Todos sabemos que as comoções trazem mais simpatias, quando alguém da alta sociedade abraça uma pobre velhinha quem fica com os louros da fotografia é o senhor, o pobre funciona como figurante, só está ali para que a comunicação mostre como o senhor é bondoso. Passados minutos o senhor continuará a pavonear-se nas televisões, dele dirão ser um grande coração, cheio de amor para dar. A pobre velhinha cuja fotografia correu mundo será ignorada, minutos depois ninguém a reconhecerá, a sua tragédia será esquecida, as suas dores ignoradas, cumpriu o seu papel de engrandecimento dos que já eram grandes.
Compreende-se que numa sociedade em que os likes são tão importantes para quem tem o poder. São ainda mais importantes para quem não só tem o poder que resultados dos votos, como quer transformar este poder numa arma de destruição política, combinando-o com uma popularidade alcançada a qualquer custo. Compreende-se que não se queira evidenciar os sucessos, pior ainda, recorre-se ao jogo sujo de palavras manhosas para envergonhar os que tiveram sucesso, mesmo sabendo-se que graças a esse sucesso é mais fácil acorrer às vítimas das tragédias.
Alguém honesto diria que ainda bem que apesar das calamidades temos sucesso na economia, que os juros da dívida são mais baixos, que não estejamos à beira de um segundo resgate. Graças a esse sucesso o país pode libertar mais recursos para acorrer às vítimas, pode ajudar uns sem que isso sirva de justificação para tirar o escalpe a outros, sem que isso sirva de argumento para inventar mais um “desvio colossal”. Quem tanto gosta de acorrer às vítimas e cobrar isso sob a forma de popularidade nas sondagens do Expresso deveria estar grato.

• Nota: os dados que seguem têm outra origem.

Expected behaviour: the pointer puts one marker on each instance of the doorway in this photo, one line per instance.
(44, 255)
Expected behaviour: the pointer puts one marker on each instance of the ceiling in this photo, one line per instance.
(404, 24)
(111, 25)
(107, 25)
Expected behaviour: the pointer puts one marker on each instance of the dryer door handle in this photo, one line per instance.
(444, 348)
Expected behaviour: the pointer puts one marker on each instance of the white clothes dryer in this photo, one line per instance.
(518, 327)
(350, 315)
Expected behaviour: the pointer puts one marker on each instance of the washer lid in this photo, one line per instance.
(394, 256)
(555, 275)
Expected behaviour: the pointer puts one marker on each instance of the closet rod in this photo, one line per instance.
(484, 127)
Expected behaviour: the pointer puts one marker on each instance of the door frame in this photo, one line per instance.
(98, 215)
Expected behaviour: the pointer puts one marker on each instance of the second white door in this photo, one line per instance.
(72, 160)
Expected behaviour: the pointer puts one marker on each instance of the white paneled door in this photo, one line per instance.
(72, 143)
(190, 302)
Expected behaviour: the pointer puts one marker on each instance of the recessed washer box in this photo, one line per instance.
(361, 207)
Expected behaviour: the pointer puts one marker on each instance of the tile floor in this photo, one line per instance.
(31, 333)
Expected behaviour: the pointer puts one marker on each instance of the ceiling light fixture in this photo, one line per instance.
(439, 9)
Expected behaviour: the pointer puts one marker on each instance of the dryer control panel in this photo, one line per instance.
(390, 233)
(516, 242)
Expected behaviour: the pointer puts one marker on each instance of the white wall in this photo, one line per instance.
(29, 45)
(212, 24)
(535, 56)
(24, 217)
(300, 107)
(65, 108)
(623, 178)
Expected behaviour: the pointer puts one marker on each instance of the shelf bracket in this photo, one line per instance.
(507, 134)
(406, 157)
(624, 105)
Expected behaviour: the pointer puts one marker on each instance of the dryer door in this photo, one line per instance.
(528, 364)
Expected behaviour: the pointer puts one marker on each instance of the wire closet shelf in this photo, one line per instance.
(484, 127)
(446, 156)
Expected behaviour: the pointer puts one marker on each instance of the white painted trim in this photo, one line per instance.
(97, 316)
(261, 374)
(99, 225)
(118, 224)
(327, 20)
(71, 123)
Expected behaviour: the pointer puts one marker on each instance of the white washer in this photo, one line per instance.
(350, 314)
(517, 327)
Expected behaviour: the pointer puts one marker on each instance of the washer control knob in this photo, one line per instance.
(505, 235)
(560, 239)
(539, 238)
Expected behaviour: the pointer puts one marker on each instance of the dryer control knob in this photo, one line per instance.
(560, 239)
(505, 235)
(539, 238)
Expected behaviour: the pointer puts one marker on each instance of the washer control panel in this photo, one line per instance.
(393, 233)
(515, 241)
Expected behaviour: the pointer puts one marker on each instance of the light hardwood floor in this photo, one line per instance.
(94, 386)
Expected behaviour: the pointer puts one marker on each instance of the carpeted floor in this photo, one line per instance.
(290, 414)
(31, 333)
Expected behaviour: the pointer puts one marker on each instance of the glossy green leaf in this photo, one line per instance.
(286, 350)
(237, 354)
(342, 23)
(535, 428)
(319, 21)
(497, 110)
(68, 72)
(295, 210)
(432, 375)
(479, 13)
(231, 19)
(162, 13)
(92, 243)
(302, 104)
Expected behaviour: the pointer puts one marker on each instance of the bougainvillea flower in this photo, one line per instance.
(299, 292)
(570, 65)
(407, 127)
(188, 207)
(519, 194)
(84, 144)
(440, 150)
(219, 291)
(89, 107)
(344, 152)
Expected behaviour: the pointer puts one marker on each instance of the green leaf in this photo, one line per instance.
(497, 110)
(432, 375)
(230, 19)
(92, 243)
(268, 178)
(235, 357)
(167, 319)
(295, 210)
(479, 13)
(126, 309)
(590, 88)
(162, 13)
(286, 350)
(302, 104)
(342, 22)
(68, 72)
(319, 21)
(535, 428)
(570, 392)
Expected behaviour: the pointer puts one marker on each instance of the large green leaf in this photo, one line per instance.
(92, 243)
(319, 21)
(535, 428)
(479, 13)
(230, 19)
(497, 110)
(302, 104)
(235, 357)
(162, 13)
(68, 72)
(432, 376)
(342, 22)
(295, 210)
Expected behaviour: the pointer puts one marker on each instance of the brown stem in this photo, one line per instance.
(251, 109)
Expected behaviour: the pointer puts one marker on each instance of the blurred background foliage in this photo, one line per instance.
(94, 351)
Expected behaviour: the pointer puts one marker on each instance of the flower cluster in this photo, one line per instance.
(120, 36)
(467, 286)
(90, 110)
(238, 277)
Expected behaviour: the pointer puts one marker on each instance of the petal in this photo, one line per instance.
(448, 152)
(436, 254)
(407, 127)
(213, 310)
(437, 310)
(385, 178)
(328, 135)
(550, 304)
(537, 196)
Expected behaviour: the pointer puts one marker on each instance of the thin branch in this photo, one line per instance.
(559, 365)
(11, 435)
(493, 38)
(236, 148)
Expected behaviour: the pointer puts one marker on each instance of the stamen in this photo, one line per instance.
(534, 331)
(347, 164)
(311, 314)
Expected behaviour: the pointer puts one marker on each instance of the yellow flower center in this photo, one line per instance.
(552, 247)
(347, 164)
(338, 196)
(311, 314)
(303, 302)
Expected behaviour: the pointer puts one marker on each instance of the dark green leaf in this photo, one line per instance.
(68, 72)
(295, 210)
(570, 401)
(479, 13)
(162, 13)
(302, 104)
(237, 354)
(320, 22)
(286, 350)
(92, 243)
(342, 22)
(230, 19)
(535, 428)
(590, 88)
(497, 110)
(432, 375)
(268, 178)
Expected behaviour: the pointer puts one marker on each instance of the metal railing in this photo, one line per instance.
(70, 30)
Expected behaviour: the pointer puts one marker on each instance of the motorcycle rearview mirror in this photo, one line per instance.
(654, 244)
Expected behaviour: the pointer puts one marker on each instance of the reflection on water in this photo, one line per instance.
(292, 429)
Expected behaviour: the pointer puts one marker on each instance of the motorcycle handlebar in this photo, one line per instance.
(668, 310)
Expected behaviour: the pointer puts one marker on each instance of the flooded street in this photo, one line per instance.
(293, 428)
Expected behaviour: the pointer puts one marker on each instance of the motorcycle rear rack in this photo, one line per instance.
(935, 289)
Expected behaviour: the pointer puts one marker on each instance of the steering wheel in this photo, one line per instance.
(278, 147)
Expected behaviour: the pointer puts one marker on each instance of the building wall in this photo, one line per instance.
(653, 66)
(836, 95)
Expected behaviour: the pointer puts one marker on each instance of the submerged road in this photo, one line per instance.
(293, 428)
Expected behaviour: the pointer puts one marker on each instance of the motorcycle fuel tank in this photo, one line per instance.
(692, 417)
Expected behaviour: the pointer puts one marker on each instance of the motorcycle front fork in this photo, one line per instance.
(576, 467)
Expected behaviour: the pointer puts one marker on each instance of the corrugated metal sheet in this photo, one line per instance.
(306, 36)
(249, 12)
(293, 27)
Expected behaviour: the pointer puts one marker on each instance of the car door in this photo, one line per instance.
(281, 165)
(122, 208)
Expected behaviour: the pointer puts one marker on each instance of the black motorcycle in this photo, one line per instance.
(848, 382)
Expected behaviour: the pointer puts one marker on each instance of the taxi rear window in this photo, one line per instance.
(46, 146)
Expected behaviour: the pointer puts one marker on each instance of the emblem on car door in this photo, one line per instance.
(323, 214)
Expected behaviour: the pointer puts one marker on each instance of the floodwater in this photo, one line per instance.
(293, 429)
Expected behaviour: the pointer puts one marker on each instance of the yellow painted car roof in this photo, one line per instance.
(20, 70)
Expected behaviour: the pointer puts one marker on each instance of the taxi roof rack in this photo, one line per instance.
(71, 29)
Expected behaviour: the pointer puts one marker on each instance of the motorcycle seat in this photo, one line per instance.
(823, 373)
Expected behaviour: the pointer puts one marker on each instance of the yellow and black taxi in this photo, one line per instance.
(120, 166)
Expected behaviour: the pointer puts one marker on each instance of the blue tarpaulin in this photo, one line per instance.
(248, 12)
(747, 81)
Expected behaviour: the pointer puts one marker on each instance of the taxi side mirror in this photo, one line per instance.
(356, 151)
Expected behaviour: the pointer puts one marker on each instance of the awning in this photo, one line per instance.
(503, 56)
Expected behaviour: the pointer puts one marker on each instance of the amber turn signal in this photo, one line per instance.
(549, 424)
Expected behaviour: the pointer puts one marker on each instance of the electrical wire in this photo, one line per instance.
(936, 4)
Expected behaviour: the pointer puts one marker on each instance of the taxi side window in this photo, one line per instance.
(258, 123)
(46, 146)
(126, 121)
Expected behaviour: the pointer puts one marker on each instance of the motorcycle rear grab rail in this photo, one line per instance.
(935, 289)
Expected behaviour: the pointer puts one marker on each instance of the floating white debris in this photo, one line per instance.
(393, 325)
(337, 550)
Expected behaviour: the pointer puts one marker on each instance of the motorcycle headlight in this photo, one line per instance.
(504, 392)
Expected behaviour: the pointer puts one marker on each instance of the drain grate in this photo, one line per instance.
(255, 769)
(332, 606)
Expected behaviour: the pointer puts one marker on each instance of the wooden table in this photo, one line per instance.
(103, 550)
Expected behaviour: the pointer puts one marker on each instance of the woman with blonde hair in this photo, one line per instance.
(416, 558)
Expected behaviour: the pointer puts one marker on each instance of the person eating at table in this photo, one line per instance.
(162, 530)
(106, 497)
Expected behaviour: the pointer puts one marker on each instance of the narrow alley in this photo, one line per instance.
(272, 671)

Mas há mais uma dimensão que deveria levar algumas personalidades a pensar. As tragédias que assim são tratadas na comunicação social são necessariamente coletivas, mas na verdade cada tragédia é um somatório de tragédias individuais, não há mortes coletivas. Para a família de alguém que morreu num pequeno incêndio a tragédia é tão grande quanto para o familiar de uma vítima dos incêndios de Pedrógão ou dos que ocorreram em Outubro. Isso é verdade para as vítimas dos incêndios, como o é para as vítimas dos acidentes de viação, dos acidentes no trabalho ou dos naufrágios. Em muitos deles o Estado também falhou, da mesma forma que falhou quando uma vítima de violência doméstica é assassinada apesar de ter feito sucessivas queixas na polícia.
Um país é feito de sucessos e de insucesso, de tragédias de alegrias, de riqueza e de pobreza. Um presidente devia estar grato porque o país tem sucessos apesar dos momentos trágicos que atravessou, um presidente que quer que o país tenha mais capacidade para acorrer às vítimas dos incêndios ou para ajudar os mais pobres deveria estar grato porque esse mesmo país pode aceder a financiamento mais fácil e mais barato, por ter menos défice público podendo libertar recursos para situações imprevisíveis, para continuar a crescer apesar de tudo o que de mau aconteceu em 2017.
É lamentável que o Presidente desta República não pense assim e pareça estar mais interessado na desgraça e na instabilidade, não sei se por lhe dar gozo, por mera inveja ou porque assim se sente mais poderoso. Mas é pena, revela alguma pobreza de espírito.